Formula 1 takes the lead in terms of speed - however, their electric counterparts are making significant progress as a result of continuous technological advancement. Formula E's newest all-electric racing vehicles can reach up to 280km/h, compared to F1's top speed of 397km/h. FE vehicles, by comparison, can accelerate from 0 to 100 kilometres per hour in 2.8 seconds. Formula 1 edges them out by a fraction of a second, hitting the same speeds in an astonishing 2.6 seconds.
While existing Formula 1 vehicle have a V6 turbo-hybrid powertrain (which combines an internal combustion engine with two electric motors), FE cars utilize a totally electric powertrain that is powered by a 250kW battery.
Formula E Performance
McLaren provides the electric motor with a maximum output of 200kw or around 270bhp. It is acceptable to have up to two motor generator units, which must be connected to the rear axle. The batteries used to power these cars are produced by Williams Advanced Engineering. There's a 170kw power limit in race mode, but it's unrestricted during practice and qualification rounds.
Vehicles are equipped with paddle-shift sequential transmissions. With Hewland's five-speed units for the SRT 01E in season one, the gear ratios remained the same. A single standard pedal controls two separate hydraulic systems that make up the braking system. Alloy callipers made of aluminum are standard, but you may use whatever material you like.
Michelin supplies the 18-inch treaded tires, in contrast to F1's 13-inch slick compounds. FE tires are designed to perform in both wet and dry conditions and are intended to survive a whole race weekend.
This year's 2021/2022 season is comprised of 11 teams, 22 cars and 22 drivers however, there will only be one winner.

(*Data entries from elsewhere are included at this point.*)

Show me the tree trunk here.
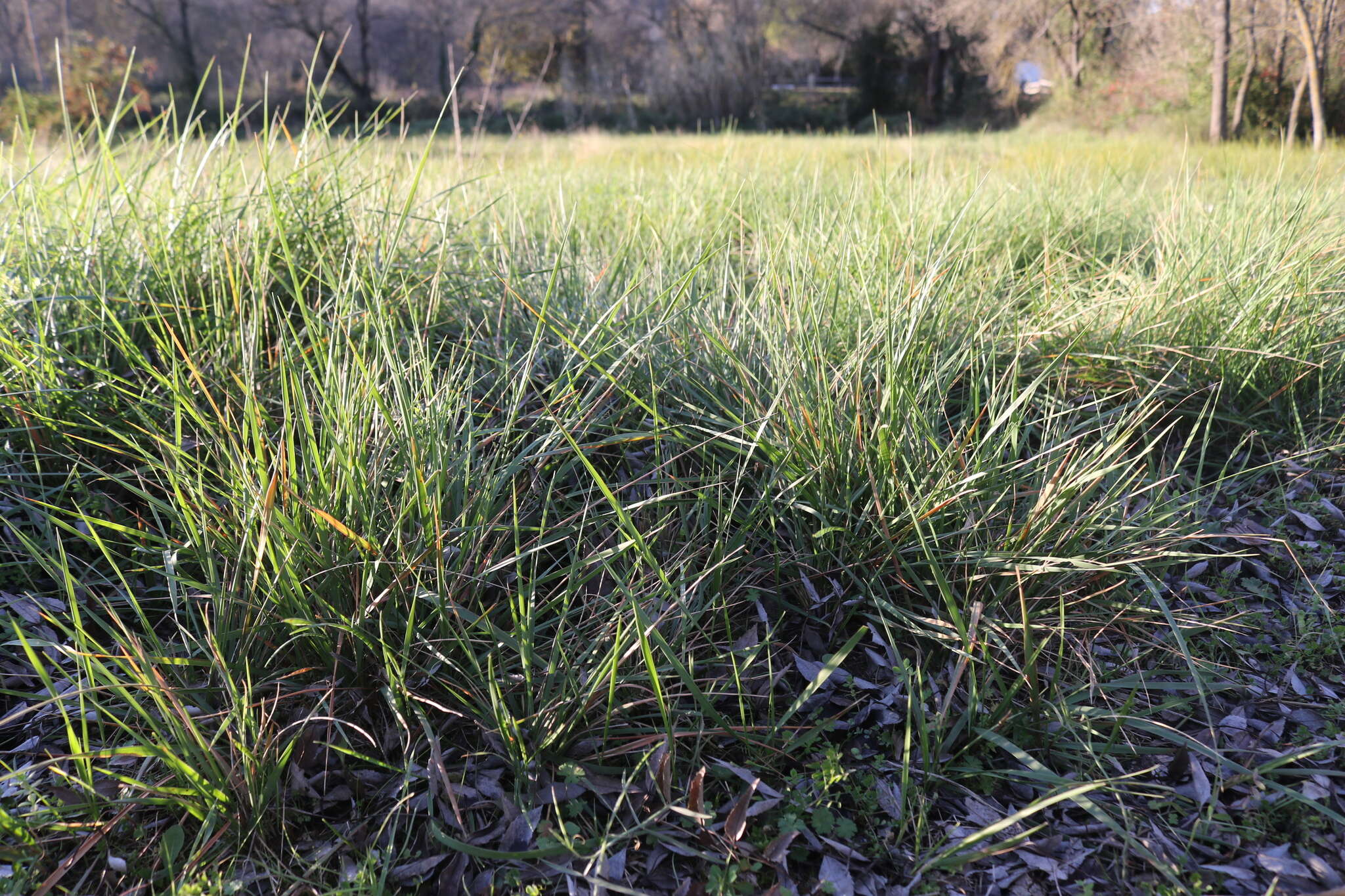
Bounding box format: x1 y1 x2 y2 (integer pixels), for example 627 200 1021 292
1228 0 1256 137
313 33 374 112
1294 0 1326 149
1273 0 1289 93
1285 64 1308 146
1209 0 1232 144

They will compete through 16 races across the world in cities like Rome, Berlin, Vancouver, and New York. The activity in a Formula 1 race is stretched across a three-day event, but the action in FE is compacted into a single day.
Formula 1 uses DRS, whereas Formula E uses FanBoost. This provides drivers with a temporary boost of 30kw of electricity during the race. It is presented to three drivers after a fan vote. While some consider it a gimmick, it does bring spectators closer to the action, and FanBoost has assisted in increasing overtaking and rearranging the order.

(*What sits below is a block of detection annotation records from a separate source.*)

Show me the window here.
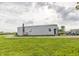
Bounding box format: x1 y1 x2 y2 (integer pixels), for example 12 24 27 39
54 29 56 35
49 28 51 32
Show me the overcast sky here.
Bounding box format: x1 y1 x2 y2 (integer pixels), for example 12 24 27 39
0 2 79 32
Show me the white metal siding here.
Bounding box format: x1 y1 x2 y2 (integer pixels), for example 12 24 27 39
17 26 58 35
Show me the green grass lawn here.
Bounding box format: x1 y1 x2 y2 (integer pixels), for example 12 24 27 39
0 36 79 56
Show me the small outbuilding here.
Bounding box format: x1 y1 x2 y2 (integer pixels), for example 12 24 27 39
17 24 58 36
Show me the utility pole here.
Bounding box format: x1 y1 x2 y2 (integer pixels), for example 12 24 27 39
75 2 79 10
22 23 25 35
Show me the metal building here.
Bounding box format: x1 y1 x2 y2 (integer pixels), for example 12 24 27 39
17 24 58 35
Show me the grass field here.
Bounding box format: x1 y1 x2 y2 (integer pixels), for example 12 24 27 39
0 36 79 56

The vehicles measure 5000mm long, 1800mm wide, and 1250mm high — proportions that are quite comparable to those of F1 cars.
Impact of Racing on the Expanding EV market
Formula E's initial aim was to demonstrate what sustainable mobility was capable of, bringing electric cars to the fore in the struggle for a better, cleaner future by racing through the streets of the world's most renowned cities with a grid full of the finest racing drivers and teams.
Since Formula E's debut season, the number of electric vehicle models on the road has surged sixfold, with more than 175 currently available in Europe.
As technology progresses, electric vehicles will be able to go faster and farther. Electric automobiles are fast nearing the point where they are less costly, safer, and easier to operate than combustion-powered vehicles, and Formula E is hastening that trend.